More than 3,000 scientific abstracts spanning the latest in lupus research were presented at the recent American College of Rheumatology (ACR) annual meeting in San Francisco, which brought together nearly 17,000 healthcare providers and researchers in the fields of rheumatology and immunology.
According to an article written by Anita Roach, MS, manager of The Lupus Foundation of America’s Research Program, that ran on lupus.org, the meeting covered several topics in research, such as children and teenagers with lupus, the effects of lupus in pregnant women, and the disease’s economic impact on patients. Two topics of particular interest concerned promising new therapies and the environmental dimensions of lupus development and progression.
At the meeting, ACR distributed awards of distinction to clinicians and scientists for exceptional work, with many members of the Lupus Foundation’s Medical-Scientific Advisory Council (MSAC) being recognized.
New Lupus Therapies
At the Novel Therapies in Lupus session, data from a multicenter, international Phase 2 trial of anifrolumab, a new monoclonal antibody therapy against type 1 interferon receptors, was presented. The trial’s primary goals were the evaluation of effectiveness and safety of anifrolumab, with results showing that its combination with standard care medications significantly reduced disease activity and improved symptoms in people with moderate to severe lupus (compared to a placebo control). The drug was considered safe and a phase 3 trial of anifrolumab is currently awaiting results, which could lead to a its approval and eventual commercial availability.
Results of an international, multi-center, phase 3 clinical trial of belimumab (the first FDA-approved medicine to treat lupus in over 50 years), were also discussed during the meeting. In this trial, the drug was administered subcutaneously, avoiding the more time-consuming intravenous infusion and allowing self-administration at home or at the patient’s convenience, with the potential to improve treatment. Patients who received belimumab through injection plus standard-of-care medications had significantly greater reductions in disease activity compared to the placebo group. Moreover, when compared to data from previous trials, belimumab delivered by injection was as effective at reducing disease activity as the intravenous method.
Environmental Triggers of Lupus
Epigenetics was the second most debated topic at the ACR meeting. Epigenetics is the study of factors that influence the way genes are activated (turned on) or silenced (turned off) when cells replicate. Factors affecting this process are sometimes external, like environmental triggers (such as UV light, pesticides, or hormones) and are thought to possibly contribute to the development of specific diseases. Epigenetics is seen as an important mechanism to study the risks of exposure to certain elements and has attracted research funding opportunities for several years.

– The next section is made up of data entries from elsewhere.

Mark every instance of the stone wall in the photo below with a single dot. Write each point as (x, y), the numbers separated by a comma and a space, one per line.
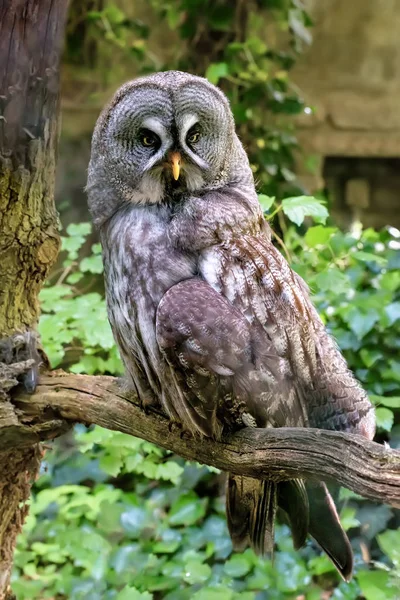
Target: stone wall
(351, 77)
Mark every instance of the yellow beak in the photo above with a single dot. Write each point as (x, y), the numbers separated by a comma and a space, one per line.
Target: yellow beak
(176, 164)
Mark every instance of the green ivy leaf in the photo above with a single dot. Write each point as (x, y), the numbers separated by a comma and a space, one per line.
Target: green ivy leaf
(91, 264)
(389, 541)
(319, 235)
(299, 207)
(238, 566)
(332, 280)
(369, 257)
(213, 593)
(375, 585)
(393, 312)
(196, 572)
(187, 510)
(131, 593)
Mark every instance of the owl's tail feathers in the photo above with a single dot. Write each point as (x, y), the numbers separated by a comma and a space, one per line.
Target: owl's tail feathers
(251, 507)
(326, 529)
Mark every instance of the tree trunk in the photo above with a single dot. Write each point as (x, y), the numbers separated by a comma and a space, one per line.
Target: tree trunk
(31, 36)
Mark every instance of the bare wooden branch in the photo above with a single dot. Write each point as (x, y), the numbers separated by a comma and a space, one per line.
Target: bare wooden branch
(365, 467)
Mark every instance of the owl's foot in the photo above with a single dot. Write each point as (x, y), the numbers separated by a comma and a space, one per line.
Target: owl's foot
(20, 360)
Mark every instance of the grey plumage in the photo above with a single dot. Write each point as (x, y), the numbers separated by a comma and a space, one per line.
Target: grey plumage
(211, 322)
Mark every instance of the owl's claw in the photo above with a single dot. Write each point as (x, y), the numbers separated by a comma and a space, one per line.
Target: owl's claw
(20, 360)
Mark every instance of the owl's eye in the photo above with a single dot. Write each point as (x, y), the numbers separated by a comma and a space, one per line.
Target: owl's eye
(149, 139)
(193, 137)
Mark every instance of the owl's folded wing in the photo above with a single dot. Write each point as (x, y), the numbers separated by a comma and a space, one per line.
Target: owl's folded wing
(217, 358)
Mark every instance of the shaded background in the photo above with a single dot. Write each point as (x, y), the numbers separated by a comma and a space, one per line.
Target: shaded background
(315, 91)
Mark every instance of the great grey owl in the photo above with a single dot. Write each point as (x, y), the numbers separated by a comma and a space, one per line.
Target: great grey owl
(211, 322)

During the Edmund L. Dubois, MD, Memorial Lectureship, a series of epigenetic discoveries by Amr Sawalha, chair of the MSAC Research Subcommittee, were honored. Also, findings that lupus immune cells accumulate more DNA damage upon exposure to environmental stress factors when compared to healthy immune cells, were presented. Other presentations included the identification of specific environmental factors that can be decisive in lupus development and progression, such as living near highways where the air is more polluted, a well-known trigger in several inflammatory conditions.
“A better understanding of how environmental exposures, epigenetics and genetics interact will provide insight into the risk and progression of lupus, as well as new therapeutic approaches for lupus. This is why the Foundation recently awarded an investigator research funding for the study of environmental triggers in lupus,” Roach concluded in her article.